The Committee shall meet at such times and places as the Committee shall determine. The Committee shall meet in executive session with the independent auditor, the CAE and management periodically. The Chairman of the Audit Committee shall report on Committee activities to the full Board.
The Chairman of the Committee is to be contacted directly by the CAE or the independent auditor (1) to review items of a sensitive nature that can impact the accuracy of financial reporting or (2) to discuss significant issues relative to the overall Board responsibility that have been communicated to management but, in their judgment, may warrant follow-up by the Committee.
4. Other Responsibilities
The Committee will regularly review and make recommendations to the Chairperson of the Nomination and Corporate Governance Committee regarding changes to the Charter of the Committee and will obtain or perform an annual evaluation of the Committee’s performance and make applicable recommendations, and reports results to the Chairperson of the Nomination and Corporate Governance Committee.
5. Authorization
The Committee will have the resources and authority necessary to discharge its duties and responsibilities.

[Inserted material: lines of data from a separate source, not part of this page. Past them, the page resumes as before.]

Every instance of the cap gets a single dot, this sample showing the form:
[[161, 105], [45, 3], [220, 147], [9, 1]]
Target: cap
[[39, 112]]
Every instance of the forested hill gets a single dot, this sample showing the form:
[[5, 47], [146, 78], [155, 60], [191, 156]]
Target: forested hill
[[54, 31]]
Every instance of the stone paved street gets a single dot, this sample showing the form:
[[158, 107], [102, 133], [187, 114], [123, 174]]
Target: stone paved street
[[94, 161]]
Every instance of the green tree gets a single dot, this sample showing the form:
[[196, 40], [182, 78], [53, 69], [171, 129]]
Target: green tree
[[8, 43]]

The Committee has sole authority to retain and terminate outside counsel or other experts or consultants, as it deems appropriate, including sole authority to approve the firms’ fees and other retention terms. The Corporation will provide the Committee with appropriate funding, as the Committee determines, for the payment of compensation to the Corporation’s independent auditor, outside counsel, and other advisors as it deems appropriate and administrative expenses of the Committee that are necessary or appropriate in carrying out its duties. In discharging its oversight role, the Committee is empowered to investigate any matter brought to its attention. The Committee will have access to the Corporation’s books, records, facilities, and personnel. Any communications between the Committee and legal counsel in the course of obtaining legal advice will be considered privileged communications of the Corporation, and the Committee will take all necessary steps to preserve the privileged nature of those communications.
The Committee may form and delegate authority to subcommittees and may delegate authority to one or more designated members of the Committee.